3-level stacking ensemble.
In our proposed work we have performed preprocessing of the dataset and removed outliers, missing values, and scaled the data. model selection using 10-FCV. Proposed hybrid model consists of ADASYN oversampling and a 3-level stacking approach with a PSO-optimized SVM meta-model. designed a three-layer stacking framework with KNN, DT, SVM, MLP, and LR in layer-0, Bagged DT, KNN, and LR in layer-1, and optimized SVM in layer-2. optimized SVM hyperparameters using PSO with novel fitness function. Finally, statistical analysis with paired T-test was performed to test the significance of the proposed model with base-level classifiers.
In proposed model is shown in Fig. 2. The 3-level proposed model is described in the section.
Initially data set will be pre-processed using IQR. Then, the dataset further experiments for best oversampling technique for class balance.
Architecture of the proposed Ensemble
An extended version of the two-layer stacking ensemble has been proposed to investigate whether stacking increases prediction model accuracy. The proposed stacked generalization is made up of three layers: (1) base classification, (2) meta classification 1, and (3) meta classification 2. To obtain the layer 2 meta-models, the proposed stacking classifier utilized five (5) base classifiers, all of which were trained using three (3) selected meta-classifiers. The three (3) meta-models formed by each meta-classifier were transmitted to the next layer, which produced the final prediction model with a single meta-classifier.
For layer 0 base classification, the proposed extended stacking classifier employs the LR, KNN, DT, SVM, and MLP algorithms. Because these ML models were chosen using 10-FCV.
Individual classifiers create prediction models with varying degrees of accuracy. Layer 0’s output prediction models were used as layer 1’s inputs.
Layer 1 meta-classifiers include LR, KNN, and bagged DT classifiers.
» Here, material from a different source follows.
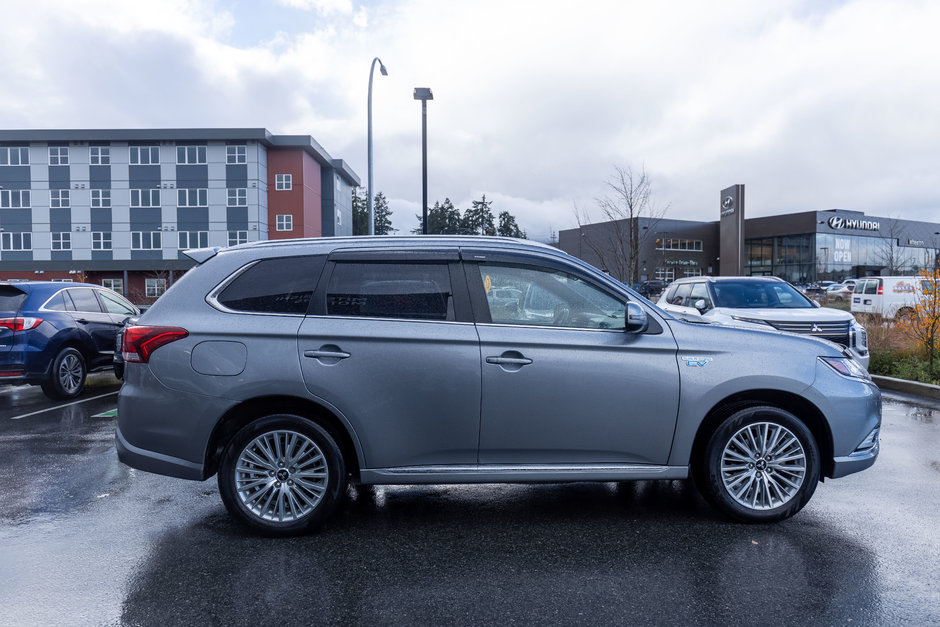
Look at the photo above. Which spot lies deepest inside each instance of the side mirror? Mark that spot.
(636, 321)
The choice of a meta-classifier should be based on the prediction job, and as of this writing, the meta-learners have opted to produce the layer 1 output [42]. SVM was used as the proposed procedure’s layer 2 meta-classifier. The selection of distinct algorithms is motivated by the fact that they take fundamentally varied approaches to model generation and focus on data in different ways to make a meaningful contribution to ensemble implementation. On a single dataset S, different learning algorithms L1, L2,..., L N are applied to examples s k =(x k , y k ), i.e., pairs of feature vectors (x k ) and their classifications. (y k ). The first layer generates the basis classifiers C1, C2,..., and C N , where C k = L k . Meta-level classifiers are trained in the second layer to aggregate the outputs of base-level classifiers.
Stacking framework
A novel three-level stacking framework is proposed. In the proposed framework there are three levels. In Level 0, LR, KNN, DT, SVM, and MLP classifiers are used. In level 1, Bagging DT, KNN, and LR classifiers are used. In level 2, an optimized SVM is used. Here, the SVM parameters are optimized using PSO with a novel fitness function.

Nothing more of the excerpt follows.